これから夏場に向けての気温の上昇とともに細菌性食中毒が増加する季節に入りますので、
十分な手洗いと調理器具の除菌そして、食材は常温保存を避け、冷蔵(10℃以下)または冷凍での保存をしてください。

札幌O-157による集団食中毒の感染メカニズムについて

札幌で漬物(白菜の浅漬け)による腸管出血性大腸菌O(オー)157の集団食中毒が発生しましたが、どうして生肉でない食材から腸管出血性大腸菌O(オー)157が発症するのか?・・・という疑問が浮かぶのではないでしょうか。

確かに今回の食中毒事件では、特定された原因食材が漬物(白菜の浅漬け)であり、その具材には一切生肉等は使われていないようです。
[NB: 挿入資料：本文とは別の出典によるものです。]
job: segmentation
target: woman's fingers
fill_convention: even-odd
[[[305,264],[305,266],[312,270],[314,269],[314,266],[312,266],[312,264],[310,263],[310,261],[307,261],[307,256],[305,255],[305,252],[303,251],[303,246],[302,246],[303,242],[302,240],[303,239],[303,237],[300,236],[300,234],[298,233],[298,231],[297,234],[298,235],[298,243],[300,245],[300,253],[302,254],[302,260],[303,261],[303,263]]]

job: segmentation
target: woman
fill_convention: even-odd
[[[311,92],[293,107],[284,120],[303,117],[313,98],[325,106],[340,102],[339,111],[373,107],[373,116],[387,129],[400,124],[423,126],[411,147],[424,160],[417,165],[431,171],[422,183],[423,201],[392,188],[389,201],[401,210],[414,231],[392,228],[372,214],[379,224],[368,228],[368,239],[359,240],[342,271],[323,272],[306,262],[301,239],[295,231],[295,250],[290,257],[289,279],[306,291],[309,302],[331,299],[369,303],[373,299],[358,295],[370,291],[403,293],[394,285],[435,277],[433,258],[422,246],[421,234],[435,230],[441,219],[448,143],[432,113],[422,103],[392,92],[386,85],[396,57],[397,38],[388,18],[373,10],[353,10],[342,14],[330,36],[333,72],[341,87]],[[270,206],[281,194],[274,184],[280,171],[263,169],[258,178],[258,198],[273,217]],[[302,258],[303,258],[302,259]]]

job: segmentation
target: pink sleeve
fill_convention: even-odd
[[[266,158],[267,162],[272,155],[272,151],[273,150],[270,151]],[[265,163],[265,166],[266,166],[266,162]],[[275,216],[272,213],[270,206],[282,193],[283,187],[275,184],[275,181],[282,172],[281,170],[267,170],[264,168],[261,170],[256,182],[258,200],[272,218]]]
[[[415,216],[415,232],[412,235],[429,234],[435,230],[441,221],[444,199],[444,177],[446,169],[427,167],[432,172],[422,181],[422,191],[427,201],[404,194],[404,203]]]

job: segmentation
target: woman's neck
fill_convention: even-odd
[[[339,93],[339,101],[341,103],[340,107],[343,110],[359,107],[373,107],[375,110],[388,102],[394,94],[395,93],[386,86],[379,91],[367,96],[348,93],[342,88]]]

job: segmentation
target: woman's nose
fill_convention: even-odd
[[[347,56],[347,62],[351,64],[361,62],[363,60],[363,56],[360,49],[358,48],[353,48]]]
しかし、食中毒というものは、すべて「原因食材を直接食べて起こる」とは限らないのです。

例えば、腸管出血性大腸菌O(オー)157に感染している食肉をたべて人(保菌者)が、重度の食中毒症状ではなく、軽い下痢症状だけに留まった症状の場合、普段通りの生活をすることが多々あります。

その場合、体内には、腸管出血性大腸菌O(オー)157の細菌が残っている状態ですから、特に用便後の手洗いがしっかりとできていない場合には、手指に微量の腸管出血性大腸菌O(オー)157が付着したままになることがあります。

もし、手洗い不足の状態のままで食材に触れ調理作業を行ったとすると、腸管出血性大腸菌O(オー)157が調理した食材に付着することがあるのです。これを二次感染(交差汚染)と言います。